Asif Mehdi, 41, the son of legendry ghazal maestro Mehdi Hassan was recently in town to perform live for ‘Music For Peace’ on 10th December 2009 at the FICCI auditorium, Delhi, as a part of Zee News initiative in association with ICCR and ‘Routes 2 Routes’ to spread peace and harmony across the subcontinent. The concerts will also be held in Amritsar, Lucknow and Hyderabad from December 10-15 and would include prominent artists like Asif Mehdi, Jagjit Singh and Bhupen Hazarika.
A prominent name in Pakistan music circuit, Asif Mehdi is a thorough gentleman and a class performer. He mesmerized one and all by belting out evergreen hits of his father Mehdi Hassan in a musical extravaganza that included ‘Ranjish Hi Sahi’, ‘Pyaar Bhare Do Sharmile Nain’ and ‘Bulbul Ne Gul Se’ - to name just a few timeless classics. Asif Mehdi talked to Aman Kanth of Spicezee.com about his love for India and its rich culture.
Aman: Asif saab, welcome to India. How does it feel to be performing in India?
Asif: Thank you. I have been coming to India since 1983. My father Mehdi Hassan was born in Luna, Rajasthan. India is a lovely place and just like home to me. In fact, my waalid (father) will be coming to India in August – September 2010, though he will not be performing because of health concerns.
Aman: Being the son of legendary Mehdi Hassan, comparison is but obvious. How do you deal with it?
Asif: (smiles) Yes there are comparisons, but you see, people like Mehdi Hassan are born once in three or four hundred years. Even today, wherever I go to perform, people still want to hear the ghazals of legendry Mehdi Hassan. However, I would especially like to thank ‘Routes 2 Roots’ for providing me an opportunity to come and perform in India.
Aman: Over the years, times have changed and so does the popular taste. How popular are ghazals in today’s context, especially in India and Pakistan?
Asif: Talking in context of India and Pakistan, the basic problem lies in understanding the language. People in Pakistan understand Urdu and herein lies the real pleasure of enjoying ghazals. Still, there are huge takers for ghazals and classical singing in India.
Aman: What goes into the making of an aesthetic ghazal?
Asif: First of all, the poet’s imagination should be seen. After then, one should focus on lyrics and then music. When all these ingredients are available, only then one gets a complete ghazal.
Aman: Do you think ghazals have got their due recognition in comparison to other musical genres?
Asif: I firmly believe that like western music, ghazals should also be promoted. Classical music is thousand of years old and it will never die. However, it is necessary to promote it among today’s generation. I believe that media should play a vital part in promoting ghazals and classical singers. Indigenous culture is not being promoted and in therein lies the responsibility of media. It should play an active role in popularizing ghazals and classical music.
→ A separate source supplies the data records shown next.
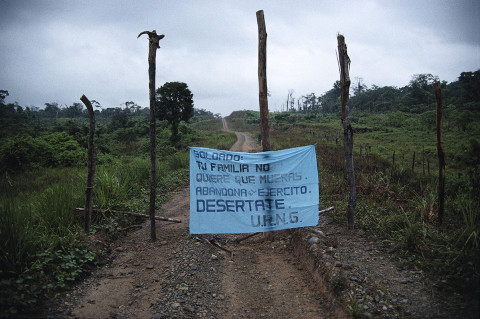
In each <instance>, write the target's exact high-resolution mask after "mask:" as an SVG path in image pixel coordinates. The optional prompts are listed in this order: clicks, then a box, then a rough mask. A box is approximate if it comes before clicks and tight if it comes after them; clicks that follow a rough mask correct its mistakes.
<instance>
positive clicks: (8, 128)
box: [0, 91, 235, 317]
mask: <svg viewBox="0 0 480 319" xmlns="http://www.w3.org/2000/svg"><path fill="white" fill-rule="evenodd" d="M6 94H8V92H6V91H2V99H1V101H0V102H1V105H0V106H1V112H2V114H1V115H2V116H1V120H2V122H3V123H2V124H3V125H2V127H1V128H0V131H1V132H0V133H1V135H0V136H1V143H0V173H1V179H0V251H1V252H2V253H1V254H0V265H1V267H0V317H16V316H19V317H21V316H24V315H25V311H27V312H32V313H35V312H38V309H39V307H41V306H42V303H43V301H45V300H46V298H49V297H54V296H55V295H56V294H58V293H59V292H61V291H62V290H65V289H68V287H69V286H71V284H72V283H74V282H75V281H76V280H78V279H80V278H82V277H83V276H85V275H86V274H88V273H89V272H90V271H91V270H92V269H93V268H94V267H96V266H98V265H99V264H101V263H103V262H105V257H106V256H107V253H108V241H111V240H115V239H117V238H118V237H119V236H122V235H124V234H125V233H126V232H127V231H128V229H130V228H129V226H131V225H136V224H140V223H141V222H143V221H144V219H143V218H141V217H135V216H132V215H129V214H125V213H122V212H134V213H144V214H145V213H148V205H149V199H148V195H149V174H150V173H149V172H150V160H149V136H148V134H149V129H148V114H149V113H148V109H142V108H140V107H138V106H136V104H135V103H133V102H127V103H125V106H124V107H122V108H113V109H102V110H101V111H100V110H97V111H96V122H97V123H96V124H97V125H96V136H95V144H96V146H97V147H98V161H97V169H96V174H95V191H94V196H95V197H94V201H93V206H94V208H95V209H99V210H103V211H104V213H94V214H93V219H92V230H91V233H90V234H85V233H84V232H83V213H82V212H76V211H75V208H79V207H83V205H84V204H85V186H86V173H87V172H86V147H87V135H88V118H87V117H86V110H82V108H81V105H79V104H74V107H73V106H72V107H67V108H65V107H64V108H60V107H58V105H56V104H54V103H47V105H46V107H45V108H44V109H43V110H35V109H34V110H32V109H30V108H22V107H20V106H18V105H15V104H13V105H12V104H8V105H7V104H5V103H4V98H5V97H6ZM52 108H53V109H54V110H53V111H52V112H50V113H48V114H46V111H45V110H47V111H48V110H49V109H52ZM69 108H72V109H73V108H75V109H76V110H77V112H76V113H75V114H73V113H72V117H69V118H66V117H63V116H66V115H68V114H69V113H68V112H67V111H66V109H69ZM194 113H195V114H194V117H193V118H192V119H191V123H192V124H191V125H188V124H186V123H184V122H182V123H181V124H180V125H179V126H178V132H177V135H178V137H177V139H176V140H175V144H172V142H171V134H172V132H171V129H170V128H169V125H168V122H167V121H160V122H159V123H158V129H157V145H158V147H157V155H158V162H157V182H158V184H157V191H158V195H157V207H158V208H160V206H161V205H162V203H164V202H165V201H167V200H168V199H169V198H170V197H171V195H170V194H171V192H172V191H175V190H178V189H181V188H183V187H184V186H185V185H188V165H189V153H188V147H189V146H205V145H209V146H210V147H215V148H224V149H225V148H228V147H227V145H231V144H232V143H233V142H234V140H235V135H234V134H229V133H224V132H220V129H221V120H220V119H218V116H215V115H214V114H212V113H210V112H208V111H205V110H195V112H194ZM205 123H208V124H205ZM194 127H198V129H195V128H194ZM202 129H208V131H202ZM217 130H218V131H217Z"/></svg>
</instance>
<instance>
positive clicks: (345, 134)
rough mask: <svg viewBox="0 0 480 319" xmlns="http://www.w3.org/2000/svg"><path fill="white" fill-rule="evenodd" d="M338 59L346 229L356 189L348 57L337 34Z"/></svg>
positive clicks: (351, 211) (354, 197)
mask: <svg viewBox="0 0 480 319" xmlns="http://www.w3.org/2000/svg"><path fill="white" fill-rule="evenodd" d="M337 41H338V59H339V64H340V65H339V66H340V84H341V89H340V94H341V95H340V98H341V102H342V125H343V145H344V149H345V164H346V168H347V181H348V211H347V226H348V229H353V228H354V218H355V206H356V204H357V189H356V187H355V170H354V167H353V128H352V124H351V122H350V106H349V104H348V102H349V100H348V99H349V95H348V94H349V90H350V75H349V73H350V58H349V57H348V54H347V45H346V44H345V37H344V36H343V35H341V34H339V35H338V36H337Z"/></svg>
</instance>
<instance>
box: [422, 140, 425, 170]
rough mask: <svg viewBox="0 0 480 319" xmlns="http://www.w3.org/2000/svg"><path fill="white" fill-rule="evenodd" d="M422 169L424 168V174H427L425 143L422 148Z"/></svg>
mask: <svg viewBox="0 0 480 319" xmlns="http://www.w3.org/2000/svg"><path fill="white" fill-rule="evenodd" d="M422 169H423V176H425V145H423V150H422Z"/></svg>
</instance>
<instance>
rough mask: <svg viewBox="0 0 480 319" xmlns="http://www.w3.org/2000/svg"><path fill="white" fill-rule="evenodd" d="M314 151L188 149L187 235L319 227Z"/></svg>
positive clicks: (305, 149)
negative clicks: (189, 193)
mask: <svg viewBox="0 0 480 319" xmlns="http://www.w3.org/2000/svg"><path fill="white" fill-rule="evenodd" d="M318 202H319V201H318V173H317V160H316V156H315V147H314V146H313V145H311V146H304V147H297V148H291V149H286V150H281V151H272V152H263V153H240V152H229V151H220V150H214V149H208V148H201V147H191V148H190V233H191V234H221V233H251V232H263V231H272V230H280V229H287V228H296V227H306V226H314V225H317V224H318Z"/></svg>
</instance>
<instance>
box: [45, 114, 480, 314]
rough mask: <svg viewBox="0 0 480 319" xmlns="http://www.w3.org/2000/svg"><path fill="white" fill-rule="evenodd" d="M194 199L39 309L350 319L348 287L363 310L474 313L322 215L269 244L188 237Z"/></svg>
mask: <svg viewBox="0 0 480 319" xmlns="http://www.w3.org/2000/svg"><path fill="white" fill-rule="evenodd" d="M224 129H225V130H228V126H227V123H226V122H224ZM236 134H237V137H238V140H239V141H243V142H241V143H236V144H235V145H234V146H233V147H232V150H235V151H245V150H247V151H250V152H252V151H256V146H255V143H254V141H253V140H252V139H251V137H250V136H249V135H248V134H246V133H236ZM189 204H190V203H189V189H188V188H185V189H184V190H182V191H181V192H178V193H177V194H174V196H173V198H172V200H171V201H169V202H168V203H166V204H165V205H163V207H162V208H161V209H160V211H159V212H158V215H161V216H166V217H172V218H177V219H180V220H182V223H180V224H172V223H161V222H158V223H157V224H156V225H157V238H158V239H157V241H156V242H151V241H150V239H149V238H150V225H149V223H148V222H147V223H145V224H143V226H142V228H141V229H139V230H137V231H134V232H130V233H128V234H126V235H125V236H124V237H122V238H120V239H119V240H118V241H116V242H114V243H111V244H107V245H109V247H108V248H109V249H111V251H112V253H111V255H110V259H109V262H108V263H106V264H104V266H102V267H99V268H98V269H96V270H95V271H94V272H93V273H92V275H91V276H89V277H88V278H86V279H85V280H84V281H83V282H81V283H80V284H78V285H77V286H76V287H75V288H74V289H73V290H72V291H70V292H68V293H66V294H65V295H63V296H61V297H60V298H57V299H56V300H54V301H52V302H51V303H50V305H49V307H48V309H47V310H46V311H45V313H43V314H41V315H40V316H38V317H42V318H44V317H47V318H156V319H159V318H285V319H287V318H288V319H290V318H345V317H346V313H345V311H344V309H345V308H346V307H348V306H349V305H348V304H342V306H339V303H337V302H336V301H334V300H335V299H334V298H332V294H331V293H330V292H331V290H332V288H335V287H337V288H340V287H342V291H343V295H344V296H345V294H349V293H350V296H352V295H353V294H355V296H357V300H361V299H362V298H366V299H367V304H368V306H367V307H366V308H365V309H364V313H363V314H364V315H365V316H364V317H365V318H478V313H479V311H478V309H479V305H478V301H476V302H472V301H469V300H466V301H465V300H463V301H462V300H461V299H462V296H461V295H460V294H452V295H449V296H448V298H447V300H444V301H441V300H438V298H435V297H436V296H437V295H438V290H437V287H438V286H439V285H441V284H442V281H441V280H435V281H432V279H429V278H428V277H426V276H425V275H424V274H423V272H422V271H420V270H417V269H409V268H405V267H403V266H402V265H400V264H398V263H397V262H396V261H395V260H394V258H391V257H390V256H389V254H388V251H389V249H390V248H391V247H389V246H388V245H387V246H384V245H382V244H381V243H380V244H378V243H376V242H374V241H372V240H369V239H366V238H365V237H364V236H363V231H361V230H351V231H345V227H344V226H342V225H338V224H336V223H333V222H332V221H331V220H330V219H329V218H328V217H326V216H325V215H323V214H322V215H320V223H319V226H317V227H308V228H305V229H299V230H298V231H294V232H290V231H280V232H275V240H274V241H273V242H272V241H269V240H267V239H266V237H265V236H263V234H259V235H256V236H254V237H251V238H249V239H246V240H244V241H241V242H240V243H237V242H236V241H235V240H236V239H239V238H241V237H242V236H243V235H238V234H237V235H220V236H212V235H210V236H203V237H198V236H192V235H190V234H189V232H188V220H189ZM315 236H317V237H315ZM314 239H316V240H314ZM214 244H219V246H220V247H222V248H225V249H227V250H229V251H230V252H232V253H229V252H226V251H224V250H222V249H221V248H219V247H218V246H215V245H214ZM342 278H343V280H340V279H342ZM347 296H348V295H347ZM367 296H368V297H367ZM347 298H348V297H347Z"/></svg>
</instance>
Aman: How do you find Bollywood? Are you willing to work for it?
Asif: Two years back, Sony Entertainment approached me and we did record a twelve-ghazal album. However, post 26/11, the album could not see the light of the day. But now, it will be releases anywhere around February – March 2010. Infact, Bollywood music director Ismail Darbar has also shown keenness to work with me once the political unrest subsides. It’s my heartfelt desire to sing with Lata Mangeshkar, something which she herself has promised me.
Aman: Your favourite singers from India?
Asif: Some of my favourite singers and musicians from India include Hariharan, Talat Aziz, Jagjit Singh, Ismail Darbar and Shankar Mahadevan.
Aman: New generation does not have many ghazal singers. Why so?
Asif: Ghazal and classical music has many takers. I recall one of my tours in Australia where people came to me and said that there was hardly anyone who sings ghazals properly. Nowadays, people want to become instant singers. One should never forget that classical singing requires dedication. The real problem arises when non-professionals take up professional singing.
Aman: Do you believe in music-based reality shows?
Asif: Reality shows are drama. No doubt that it promotes singing talent, but it has its pros and cons. It is good that people are recognized, but they do not get the right platform.
Aman: Do you think music can restore peace between two nations?
Asif: Even today, almost ninety percent of people in Pakistan listen to Indian music. Music is the ambassador of peace. Music is all about harmony, love and affection. It is the politicians who create differences. If I have my way, I would like to erase the boundaries between India and Pakistan!